By coincidence, EU countries were already due to address major reform of the EU’s asylum policy at Thursday’s meeting. Progress has been blocked for several years over what to do about roughly 100,000 irregular boat arrivals in the Mediterranean per annum. However, this debate is now on the backburner, as all attention goes to addressing the crisis. When negotiators come back to the table, the Ukrainian experience will have completely reframed the discussion.

5. Fears of an irregular migration crisis will remain below the surface

In contrast to 2015, welcoming war refugees from neighbouring Ukraine is popular with Europeans and much will be done to accommodate the new arrivals. Ukrainians have strong linguistic, historical links with their likely hosting countries, and are patently the innocent and unsuspecting victims of an unprovoked conflict where many have paid a heavy price for wanting closer ties to Europe.

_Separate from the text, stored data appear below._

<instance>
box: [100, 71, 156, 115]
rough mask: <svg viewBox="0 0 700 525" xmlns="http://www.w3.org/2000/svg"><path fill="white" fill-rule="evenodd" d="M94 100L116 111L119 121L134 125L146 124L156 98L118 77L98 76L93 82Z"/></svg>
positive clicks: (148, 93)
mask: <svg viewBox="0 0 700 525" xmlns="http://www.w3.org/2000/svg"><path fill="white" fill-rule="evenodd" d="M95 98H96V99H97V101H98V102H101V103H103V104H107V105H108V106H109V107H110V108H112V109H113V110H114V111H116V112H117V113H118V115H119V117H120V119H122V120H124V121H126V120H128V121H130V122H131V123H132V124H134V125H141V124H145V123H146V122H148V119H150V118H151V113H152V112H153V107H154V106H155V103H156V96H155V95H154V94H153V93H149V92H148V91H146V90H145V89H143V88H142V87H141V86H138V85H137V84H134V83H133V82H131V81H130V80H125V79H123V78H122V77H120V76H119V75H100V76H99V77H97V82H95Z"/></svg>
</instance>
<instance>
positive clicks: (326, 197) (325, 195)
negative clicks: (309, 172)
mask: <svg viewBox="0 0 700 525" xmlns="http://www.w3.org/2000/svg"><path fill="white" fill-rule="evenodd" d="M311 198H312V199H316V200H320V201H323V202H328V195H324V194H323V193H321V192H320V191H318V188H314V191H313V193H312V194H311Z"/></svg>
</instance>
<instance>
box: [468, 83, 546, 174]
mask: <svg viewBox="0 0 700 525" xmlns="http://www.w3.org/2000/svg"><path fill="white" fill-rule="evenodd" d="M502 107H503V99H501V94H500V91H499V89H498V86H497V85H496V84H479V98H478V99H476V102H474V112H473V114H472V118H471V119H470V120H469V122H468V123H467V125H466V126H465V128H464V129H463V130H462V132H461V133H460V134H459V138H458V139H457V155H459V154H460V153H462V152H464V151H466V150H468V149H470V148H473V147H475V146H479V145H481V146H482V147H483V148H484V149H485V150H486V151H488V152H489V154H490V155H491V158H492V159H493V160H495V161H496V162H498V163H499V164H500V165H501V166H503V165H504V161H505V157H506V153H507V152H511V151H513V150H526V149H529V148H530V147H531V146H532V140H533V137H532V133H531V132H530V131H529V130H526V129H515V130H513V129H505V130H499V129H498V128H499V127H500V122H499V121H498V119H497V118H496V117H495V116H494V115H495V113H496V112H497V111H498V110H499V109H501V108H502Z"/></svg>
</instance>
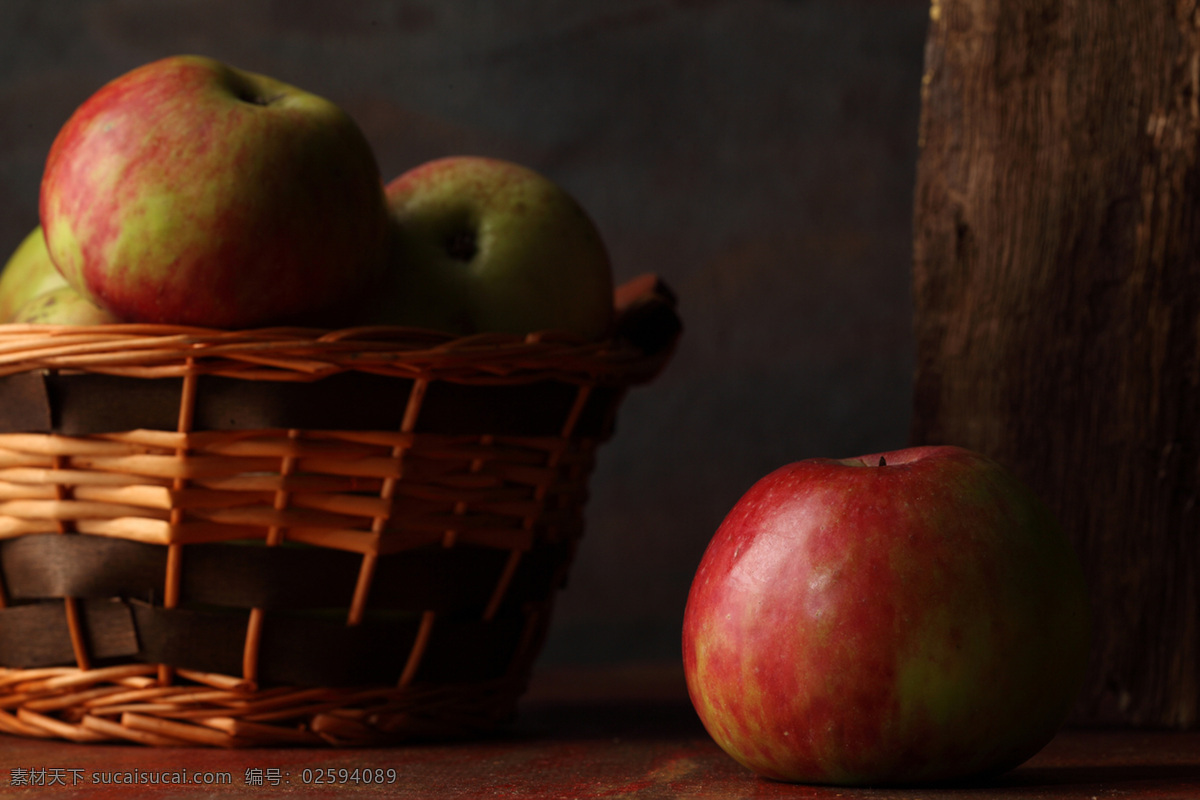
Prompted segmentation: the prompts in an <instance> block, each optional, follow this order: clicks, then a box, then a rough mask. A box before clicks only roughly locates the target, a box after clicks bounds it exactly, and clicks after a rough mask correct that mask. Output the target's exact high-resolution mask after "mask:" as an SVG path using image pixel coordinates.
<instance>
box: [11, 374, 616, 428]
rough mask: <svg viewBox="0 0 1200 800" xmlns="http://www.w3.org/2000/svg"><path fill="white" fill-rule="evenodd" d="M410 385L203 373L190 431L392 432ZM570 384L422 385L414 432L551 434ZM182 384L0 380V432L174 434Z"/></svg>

However, every refugee crisis follows an arc from the initial positive emotions of welcome to frustration over initial challenges and then fear over rising numbers and the sense that open borders and host communities are vulnerable to abuse. There will inevitably be some tensions with local communities during a period of high inflation and heightened security tensions. These are likely to be manageable, however.

The Union will need to tailor support to front-line countries, especially for later phases of the crisis where help with integration is needed after initial efforts are exhausted, and when further cohorts may be arriving. This could happen sooner than seems likely now, especially if some twist in the security situation leads to migrants being manipulated as an instrument of geopolitical pressure by Russia or Belarus, as happened in 2021.

The duration of the refugee crisis is a key question. If rapid return to Ukraine is possible, this has implications for the allocation of major EU resources to help rebuild the country, rather than support front-line EU states in integrating long-term refugees. In any case, the economic damage caused by the war will take at least a decade to undo, keeping outward migration high as in recent years. Ukrainian men currently fighting may choose to rejoin exiled family in the EU after the conflict, rather than the other way around. Even before the conflict remittances from abroad represented about 8 per cent of Ukrainian GDP and this is now set to rise sharply in importance alongside international aid packages.

Ukraine has own small migrant population, with migrants from the post-Soviet space but also India, Bangladesh, Syria, Afghanistan and other places. By no means all will choose to come to the EU in the current flow. But some are likely to end up in the normal asylum processes of neighbouring countries.

Furthermore, people smugglers in other regions will pressure the new open border policy by attempting to channel their customers from the territory of Ukraine to the EU’s open Eastern border. At some point, it will become obvious some crossing the border are not Ukrainian or have never lived in Ukraine. Avoiding such ‘pull factors’ from regions not touched by the conflict is likely to be a factor in minister’s discussions this week especially as regards clearly communicating Europe’s policy on welcoming arrivals from Ukraine.

Hugo Brady is a senior strategic adviser at ICMPD.